0
votes

My question is how much data are we allowed to process on bigquery. I am using stackoverflow's kaggle dataset to analyze the data, and the text I am analyzing is around 27gb. I just want to get the average length per entry, so I do

query_length_text = """
    SELECT 
        AVG(CHAR_LENGTH(title)) AS avg_title_length,
        AVG(CHAR_LENGTH(body)) AS avg_body_length
    FROM
        `bigquery-public-data.stackoverflow.stackoverflow_posts`
"""

however this says:

Query cancelled; estimated size of 26.847077486105263 exceeds limit of 1 GB

I am only returning one float, so i know that isn't the problem. Is the 1gb on the processing too? How do I process it in batches, so I do 1gb at a time?

1
Did you set a custom quota for yourself? Or did your project administrator set one? You need to remove or override the 1GB limit that you set. - Elliott Brossard
I now see that Kaggle has a 1gb limit, which can be overriden by using the max_gb_scanned parameter. thanks! - Rafay Kalim
I'm glad you figured it out!
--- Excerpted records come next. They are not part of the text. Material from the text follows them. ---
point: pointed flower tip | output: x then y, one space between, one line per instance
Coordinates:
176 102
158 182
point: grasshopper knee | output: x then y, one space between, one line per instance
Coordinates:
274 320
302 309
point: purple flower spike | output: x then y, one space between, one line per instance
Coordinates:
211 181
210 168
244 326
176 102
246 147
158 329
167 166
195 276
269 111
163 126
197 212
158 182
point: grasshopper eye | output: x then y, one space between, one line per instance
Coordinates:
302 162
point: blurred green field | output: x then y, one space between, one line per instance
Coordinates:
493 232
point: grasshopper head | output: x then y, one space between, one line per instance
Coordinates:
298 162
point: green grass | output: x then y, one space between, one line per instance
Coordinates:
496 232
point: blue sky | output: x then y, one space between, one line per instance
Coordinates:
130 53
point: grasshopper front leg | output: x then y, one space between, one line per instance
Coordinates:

Consider adding an answer with the steps that you took in case someone else has the same problem in the future. - Elliott Brossard

1 Answers

3
votes

So Kaggle by default sets a 1GB limit on requests (to prevent your monthly quota of 5TB to run out). This is what causes this to happen. To prevent this, you can override it by using the max_gb_scanned parameter like this:

df = bq_assistant.query_to_pandas_safe(QUERY, max_gb_scanned = N)

where N is the amount of data processed by your query, or any number higher than it.